La majorité des rivières du monde souffrent de la pollution, de l'urbanisation ou de surexploitation, et les milliards investis par les pays riches pour y remédier masquent souvent la menace qui pèse sur la biodiversité, souligne une étude publiée mercredi.

«Les rivières mondiales sont vraiment en état de crise», résume l'un des auteurs de cette étude, Peter McIntyre, professeur de zoologie à l'Université du Wisconsin (USA).

Pour cette enquête, qui fait la Une de la revue scientifique britannique Nature, un groupe international de chercheurs a dressé le bilan de santé des plus grandes rivières de la planète, évaluant l'accès à l'eau pour les populations humaines et l'état de l'environnement grâce à une modélisation informatique.

Au total, 23 «facteurs de stress», comme le niveau de pollution, la richesse de la faune et de la flore aquatique, le taux d'urbanisation, le développement agricole et industriel ou le captage d'eau, ont été rentrés dans l'ordinateur.

Le diagnostic fait froid dans le dos: près de 80% de la population mondiale vit dans des zones où les rivières sont gravement menacées, notamment aux États-Unis et en Europe de l'ouest.

Sur les 47 rivières et fleuves les plus importants, soit la moitié de l'eau douce du globe, 30 sont jugés au moins «moyennement» menacés. Huit d'entre eux sont exposés à une menace très élevée en termes d'accès à l'eau pour la population, et quatorze à une menace très élevée pour la biodiversité, soulignent les auteurs.

«On ne peut plus continuer à s'intéresser d'un côté à l'accès à l'eau et d'un autre côté à la biodiversité.
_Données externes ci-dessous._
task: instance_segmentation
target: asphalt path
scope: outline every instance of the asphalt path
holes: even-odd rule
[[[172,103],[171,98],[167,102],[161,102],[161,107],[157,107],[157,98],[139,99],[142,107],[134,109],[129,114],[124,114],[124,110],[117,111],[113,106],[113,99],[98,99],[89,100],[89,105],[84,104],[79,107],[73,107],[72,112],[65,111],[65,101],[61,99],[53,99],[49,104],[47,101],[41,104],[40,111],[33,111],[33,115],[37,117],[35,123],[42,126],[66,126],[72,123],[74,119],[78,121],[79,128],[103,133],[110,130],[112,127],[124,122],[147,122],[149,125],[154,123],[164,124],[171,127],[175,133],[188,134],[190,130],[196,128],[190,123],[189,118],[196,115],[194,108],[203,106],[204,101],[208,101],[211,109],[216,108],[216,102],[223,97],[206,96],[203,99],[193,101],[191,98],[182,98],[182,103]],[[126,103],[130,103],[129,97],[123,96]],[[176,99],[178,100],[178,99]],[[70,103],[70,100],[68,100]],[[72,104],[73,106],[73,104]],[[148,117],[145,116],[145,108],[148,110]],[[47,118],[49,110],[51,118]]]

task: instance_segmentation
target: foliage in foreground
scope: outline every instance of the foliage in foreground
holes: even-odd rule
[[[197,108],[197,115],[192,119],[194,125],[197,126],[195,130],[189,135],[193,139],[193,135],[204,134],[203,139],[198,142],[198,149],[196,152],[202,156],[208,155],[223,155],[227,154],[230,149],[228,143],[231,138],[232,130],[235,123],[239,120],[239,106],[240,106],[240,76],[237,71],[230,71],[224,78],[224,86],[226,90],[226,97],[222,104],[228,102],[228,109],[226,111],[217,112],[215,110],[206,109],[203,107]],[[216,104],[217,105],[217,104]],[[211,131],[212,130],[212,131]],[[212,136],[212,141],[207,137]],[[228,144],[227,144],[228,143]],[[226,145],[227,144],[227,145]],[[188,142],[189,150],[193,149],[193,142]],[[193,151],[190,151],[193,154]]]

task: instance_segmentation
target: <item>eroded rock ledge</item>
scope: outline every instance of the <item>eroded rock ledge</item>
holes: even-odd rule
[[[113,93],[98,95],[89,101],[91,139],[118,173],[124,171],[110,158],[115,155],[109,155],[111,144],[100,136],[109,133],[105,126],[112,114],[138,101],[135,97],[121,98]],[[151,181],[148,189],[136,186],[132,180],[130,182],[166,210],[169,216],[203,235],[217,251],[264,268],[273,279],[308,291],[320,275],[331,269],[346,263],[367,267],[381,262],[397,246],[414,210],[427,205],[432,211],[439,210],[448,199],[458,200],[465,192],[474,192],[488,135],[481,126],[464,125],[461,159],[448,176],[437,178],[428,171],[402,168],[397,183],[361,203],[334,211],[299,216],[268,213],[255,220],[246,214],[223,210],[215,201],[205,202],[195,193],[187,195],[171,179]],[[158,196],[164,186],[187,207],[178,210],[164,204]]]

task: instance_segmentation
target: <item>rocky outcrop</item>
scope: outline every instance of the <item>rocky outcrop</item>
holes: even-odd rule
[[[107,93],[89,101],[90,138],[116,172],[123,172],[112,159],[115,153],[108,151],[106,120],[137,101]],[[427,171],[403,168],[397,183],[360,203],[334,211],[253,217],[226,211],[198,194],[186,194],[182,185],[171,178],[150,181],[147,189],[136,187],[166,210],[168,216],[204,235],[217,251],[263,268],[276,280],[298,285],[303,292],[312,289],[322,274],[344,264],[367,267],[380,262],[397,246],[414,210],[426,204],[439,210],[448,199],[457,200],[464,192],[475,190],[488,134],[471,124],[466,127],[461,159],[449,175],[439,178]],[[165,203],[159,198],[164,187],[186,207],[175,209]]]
Les deux sont liés», insiste le Pr Charles Vörösmarty, de la City University de New York.

Certes, les pays riches ont massivement investi dans des barrages, des réservoirs ou l'aménagement des bassins versants, ce qui a permis d'y diminuer de 95% les risques qui pèsent sur l'approvisionnement en eau de leurs 850 millions d'habitants.

Mais tout cet argent n'a pas contribué à diminuer les tensions sur les rivières elles-mêmes et a souvent eu un impact très négatif sur l'environnement aquatique.

Pour les auteurs de l'étude, il serait donc bien plus judicieux, et économique, de soigner le mal à la source plutôt que de traiter les symptômes à coups de milliards de dollars.

Dans les pays en voie de développement, dépourvus des richesses nécessaires à la construction de telles infrastructures, 3,4 milliards d'habitants sont exposés à la menace la plus élevée. «La majeure partie de l'Afrique, de vastes zones d'Asie centrale, la Chine, l'Inde, le Pérou ou la Bolivie se débattent pour mettre en place des réseaux élémentaires d'eau potable et d'assainissement», relève l'étude.

Déjà bien sombre, le tableau ne serait pourtant pas complet, soulignent les chercheurs. Faute de données suffisantes, ils n'ont en effet pas inclus dans leur modèle informatique la pollution minière ou les rejets croissants de substances pharmaceutiques en tous genres dans l'eau des rivières.